Small business owners frequently do the same with their business plans at this time of year. They look at their previous year’s results, and determine that the coming year will be better. Every small business survey will show a high percentage of entrepreneurs who predict that the next year will be more successful. Like the Resolutioners, the real question is what will they do to make that happen?
Those who limit their objectives to good intentions are the first to disappear from the gym. They merely made a “resolution” to lose weight and exercise more (by far the most popular resolutions). Like owners who vow to sell more and spend less, their resolve has faded by the end of January. The Resolutioners decide they could just eat less to lose weight and not have to exercise. The business owners might start making excuses about spending decisions. Having determined to reduce expenses, they then decide that not cutting is the new magical formula to added sales. It seems easier, but it doesn’t accomplish the objective.
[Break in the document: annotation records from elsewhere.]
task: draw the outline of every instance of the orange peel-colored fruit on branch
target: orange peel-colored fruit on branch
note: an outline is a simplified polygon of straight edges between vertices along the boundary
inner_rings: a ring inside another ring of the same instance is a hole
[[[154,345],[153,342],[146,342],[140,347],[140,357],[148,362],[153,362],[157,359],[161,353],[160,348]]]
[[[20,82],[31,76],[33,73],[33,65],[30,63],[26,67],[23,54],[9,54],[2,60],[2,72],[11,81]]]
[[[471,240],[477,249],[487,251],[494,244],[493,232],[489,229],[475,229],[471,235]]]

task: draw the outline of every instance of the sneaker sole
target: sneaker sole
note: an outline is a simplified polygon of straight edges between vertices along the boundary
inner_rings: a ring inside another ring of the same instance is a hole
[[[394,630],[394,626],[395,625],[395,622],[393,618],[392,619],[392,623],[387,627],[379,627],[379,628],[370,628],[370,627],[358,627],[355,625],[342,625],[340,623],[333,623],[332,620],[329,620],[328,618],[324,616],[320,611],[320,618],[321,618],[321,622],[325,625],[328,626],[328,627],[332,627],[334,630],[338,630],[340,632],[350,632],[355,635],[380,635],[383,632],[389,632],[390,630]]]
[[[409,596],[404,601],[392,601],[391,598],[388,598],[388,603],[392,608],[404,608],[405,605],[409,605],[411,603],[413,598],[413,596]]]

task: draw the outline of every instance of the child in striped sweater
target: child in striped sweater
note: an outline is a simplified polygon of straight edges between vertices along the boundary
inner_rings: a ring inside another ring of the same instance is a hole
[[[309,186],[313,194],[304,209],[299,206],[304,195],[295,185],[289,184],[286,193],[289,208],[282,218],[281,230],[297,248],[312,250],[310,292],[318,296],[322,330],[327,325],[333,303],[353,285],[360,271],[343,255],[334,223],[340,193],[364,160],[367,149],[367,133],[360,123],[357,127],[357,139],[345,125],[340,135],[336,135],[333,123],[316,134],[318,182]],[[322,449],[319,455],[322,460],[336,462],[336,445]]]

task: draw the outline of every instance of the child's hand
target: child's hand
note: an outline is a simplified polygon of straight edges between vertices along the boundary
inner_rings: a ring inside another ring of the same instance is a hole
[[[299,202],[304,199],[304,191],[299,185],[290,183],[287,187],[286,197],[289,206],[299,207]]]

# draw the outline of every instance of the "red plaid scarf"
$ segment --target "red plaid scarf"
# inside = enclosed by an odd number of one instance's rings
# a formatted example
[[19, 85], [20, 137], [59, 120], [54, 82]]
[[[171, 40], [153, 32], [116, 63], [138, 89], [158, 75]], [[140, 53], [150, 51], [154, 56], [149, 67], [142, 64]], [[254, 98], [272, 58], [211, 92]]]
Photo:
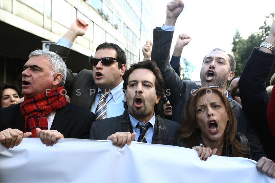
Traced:
[[30, 132], [32, 137], [37, 137], [36, 129], [48, 129], [46, 114], [60, 109], [67, 104], [64, 86], [48, 91], [28, 99], [21, 103], [20, 110], [25, 117], [25, 132]]

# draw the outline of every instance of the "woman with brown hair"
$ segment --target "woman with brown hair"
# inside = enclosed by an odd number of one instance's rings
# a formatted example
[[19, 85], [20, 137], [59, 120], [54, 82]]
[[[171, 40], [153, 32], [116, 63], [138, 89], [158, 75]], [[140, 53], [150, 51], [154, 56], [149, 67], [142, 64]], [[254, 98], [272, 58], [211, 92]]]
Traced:
[[212, 154], [251, 158], [247, 139], [236, 133], [225, 93], [218, 87], [205, 86], [190, 94], [178, 131], [180, 146], [195, 149], [205, 161]]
A New Year’s resolution with a measurable target, say to lose 20 pounds, is a bit stickier than just “lose weight,” but not by much.”Increase profits by 10%” sounds more businesslike than “make more money,” but by itself is just as insubstantial. Those folks are gone by Valentine’s Day, give or take a week depending on the harshness of the winter weather.
Some of the new gym arrivals come with a friend, a workout buddy to help keep them on track. For these, the odds of success are multiplied greatly. For a business owner, accountability needs to be more than just to yourself. A business coach, peer group, or even announcing the goals to employees and reviewing them regularly can be a big help. Even so, many will drift away as the year wears on.
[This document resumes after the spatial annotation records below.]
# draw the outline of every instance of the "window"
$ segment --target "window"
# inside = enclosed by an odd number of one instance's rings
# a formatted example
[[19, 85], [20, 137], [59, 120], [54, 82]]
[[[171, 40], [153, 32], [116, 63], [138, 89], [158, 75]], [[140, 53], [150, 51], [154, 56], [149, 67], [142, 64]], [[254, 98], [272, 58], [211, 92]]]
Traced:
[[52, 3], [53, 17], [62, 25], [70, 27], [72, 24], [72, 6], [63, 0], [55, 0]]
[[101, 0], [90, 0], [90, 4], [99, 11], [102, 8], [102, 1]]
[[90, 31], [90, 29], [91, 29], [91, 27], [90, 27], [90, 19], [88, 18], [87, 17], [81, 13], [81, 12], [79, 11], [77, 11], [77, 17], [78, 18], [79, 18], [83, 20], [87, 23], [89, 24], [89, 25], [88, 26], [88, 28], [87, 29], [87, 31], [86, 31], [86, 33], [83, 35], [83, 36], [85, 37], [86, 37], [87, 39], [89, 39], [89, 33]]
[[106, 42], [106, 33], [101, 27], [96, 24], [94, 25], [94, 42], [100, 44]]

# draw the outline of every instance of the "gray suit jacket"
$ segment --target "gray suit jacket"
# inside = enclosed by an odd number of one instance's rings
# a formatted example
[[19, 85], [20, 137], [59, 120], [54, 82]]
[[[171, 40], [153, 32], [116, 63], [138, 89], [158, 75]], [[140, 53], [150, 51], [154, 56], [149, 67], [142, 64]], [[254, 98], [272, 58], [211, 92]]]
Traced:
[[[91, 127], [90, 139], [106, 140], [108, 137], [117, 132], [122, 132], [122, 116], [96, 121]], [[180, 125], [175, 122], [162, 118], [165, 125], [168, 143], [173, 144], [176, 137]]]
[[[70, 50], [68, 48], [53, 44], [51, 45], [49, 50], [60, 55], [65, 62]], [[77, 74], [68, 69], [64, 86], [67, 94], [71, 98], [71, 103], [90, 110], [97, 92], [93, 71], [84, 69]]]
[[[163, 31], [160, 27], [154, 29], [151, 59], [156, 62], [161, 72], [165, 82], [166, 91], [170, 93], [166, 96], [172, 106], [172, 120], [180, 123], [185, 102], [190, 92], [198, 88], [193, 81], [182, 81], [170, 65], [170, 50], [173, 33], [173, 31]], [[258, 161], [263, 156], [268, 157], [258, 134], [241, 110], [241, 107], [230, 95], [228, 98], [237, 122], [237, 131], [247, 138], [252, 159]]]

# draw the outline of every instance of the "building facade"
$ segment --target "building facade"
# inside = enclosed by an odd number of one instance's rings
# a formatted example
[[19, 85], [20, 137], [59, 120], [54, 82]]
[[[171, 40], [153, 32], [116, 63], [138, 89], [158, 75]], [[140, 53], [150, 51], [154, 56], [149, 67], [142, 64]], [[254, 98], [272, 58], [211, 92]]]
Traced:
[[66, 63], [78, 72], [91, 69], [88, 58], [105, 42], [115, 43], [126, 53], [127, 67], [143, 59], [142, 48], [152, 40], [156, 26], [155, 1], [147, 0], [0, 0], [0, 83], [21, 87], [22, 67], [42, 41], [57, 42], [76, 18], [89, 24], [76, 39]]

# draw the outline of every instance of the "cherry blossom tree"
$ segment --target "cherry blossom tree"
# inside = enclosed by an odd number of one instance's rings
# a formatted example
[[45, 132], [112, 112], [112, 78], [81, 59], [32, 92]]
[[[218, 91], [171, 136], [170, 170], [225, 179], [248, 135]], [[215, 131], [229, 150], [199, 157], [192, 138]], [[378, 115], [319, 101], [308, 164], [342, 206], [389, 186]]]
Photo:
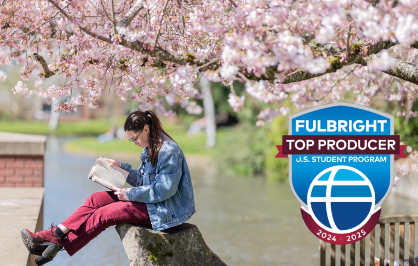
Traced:
[[[234, 110], [245, 101], [235, 80], [250, 97], [275, 104], [258, 115], [260, 126], [285, 115], [285, 101], [303, 107], [347, 94], [366, 105], [377, 95], [399, 101], [398, 115], [417, 117], [404, 104], [418, 94], [417, 6], [418, 0], [3, 0], [0, 66], [23, 66], [14, 94], [48, 102], [69, 97], [59, 111], [97, 106], [114, 91], [141, 108], [169, 114], [165, 101], [199, 113], [194, 84], [203, 75], [230, 86]], [[42, 87], [57, 75], [61, 83]]]

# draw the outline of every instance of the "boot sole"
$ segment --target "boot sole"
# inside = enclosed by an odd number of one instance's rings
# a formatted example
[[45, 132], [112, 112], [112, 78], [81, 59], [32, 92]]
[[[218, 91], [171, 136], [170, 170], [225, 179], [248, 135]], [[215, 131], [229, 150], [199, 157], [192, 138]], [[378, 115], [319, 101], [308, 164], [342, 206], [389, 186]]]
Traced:
[[[50, 246], [56, 246], [56, 245], [50, 243], [39, 243], [36, 241], [25, 229], [20, 231], [20, 236], [22, 237], [22, 240], [23, 241], [23, 243], [26, 248], [29, 251], [31, 254], [33, 254], [38, 256], [42, 256], [44, 258], [47, 256], [46, 254], [45, 253], [46, 250]], [[56, 246], [58, 248], [58, 246]], [[53, 247], [51, 247], [48, 249], [50, 249]], [[35, 249], [41, 249], [42, 250], [42, 252], [38, 252], [34, 250]], [[49, 252], [48, 252], [49, 253]]]

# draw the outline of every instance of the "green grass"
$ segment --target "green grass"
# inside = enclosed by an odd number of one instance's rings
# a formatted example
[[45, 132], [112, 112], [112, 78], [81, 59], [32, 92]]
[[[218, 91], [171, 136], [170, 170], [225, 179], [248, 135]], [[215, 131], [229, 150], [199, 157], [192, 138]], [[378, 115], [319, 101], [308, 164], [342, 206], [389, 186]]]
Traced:
[[[175, 123], [167, 121], [161, 122], [164, 130], [178, 144], [183, 152], [186, 154], [199, 155], [213, 155], [214, 149], [206, 148], [206, 135], [204, 133], [190, 138], [187, 136], [187, 127], [181, 123]], [[225, 134], [230, 133], [218, 131], [217, 139], [223, 138]], [[95, 137], [80, 137], [73, 139], [65, 143], [67, 151], [75, 153], [87, 151], [100, 155], [113, 153], [140, 153], [142, 149], [127, 140], [116, 140], [100, 143]]]
[[2, 120], [0, 131], [36, 135], [97, 136], [107, 132], [110, 124], [108, 119], [63, 121], [60, 121], [56, 129], [51, 130], [48, 122]]

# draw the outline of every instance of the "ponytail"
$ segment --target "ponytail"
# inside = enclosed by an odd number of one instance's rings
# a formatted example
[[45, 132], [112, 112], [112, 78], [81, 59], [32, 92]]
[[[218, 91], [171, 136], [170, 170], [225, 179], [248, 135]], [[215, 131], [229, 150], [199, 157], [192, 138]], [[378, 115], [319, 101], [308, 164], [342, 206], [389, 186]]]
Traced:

I originally tried to get my workout in the morning at the cost of sleep. Unfortunately, I’m one of those folks who needs seven hours each night or face more than my usual cognitive dissonance. I finally learned that going to bed at 10:00 was a prerequisite to getting up at 5:00 and functioning well. Trying to achieve your business goals by merely working harder (or its fallacious cousin, working “smarter”) is pointless. That is, unless you can point to how you’ve been slacking or working stupid in the past. If you can’t, then you will have to allocate real resources to the results you seek.
A year is too long a time period for practical goal setting. How many times have you said “I can’t believe 2012 went so fast?” How many times did you say that about 2011, 2010, 2009 and on and on? You need to have more frequent milestones. I recommend monthly targets for operational goals, and quarterly metrics for tactical objectives.
By March, most of the Resolutioners will be gone, and we can get back to our normal workout routines. Every year, however, a few of them stick it out and transition from being the “new guys” to one of the “old guys.” Eventually we will learn their names, and accept them into the brotherhood of those who have proven to be tenacious and disciplined enough to change their lifestyles permanently.
The same thing happens in business. There is a brotherhood or sisterhood of business owners who plan carefully, and who make the effort to stick to the plan’s execution. Outsiders call them the wealthy.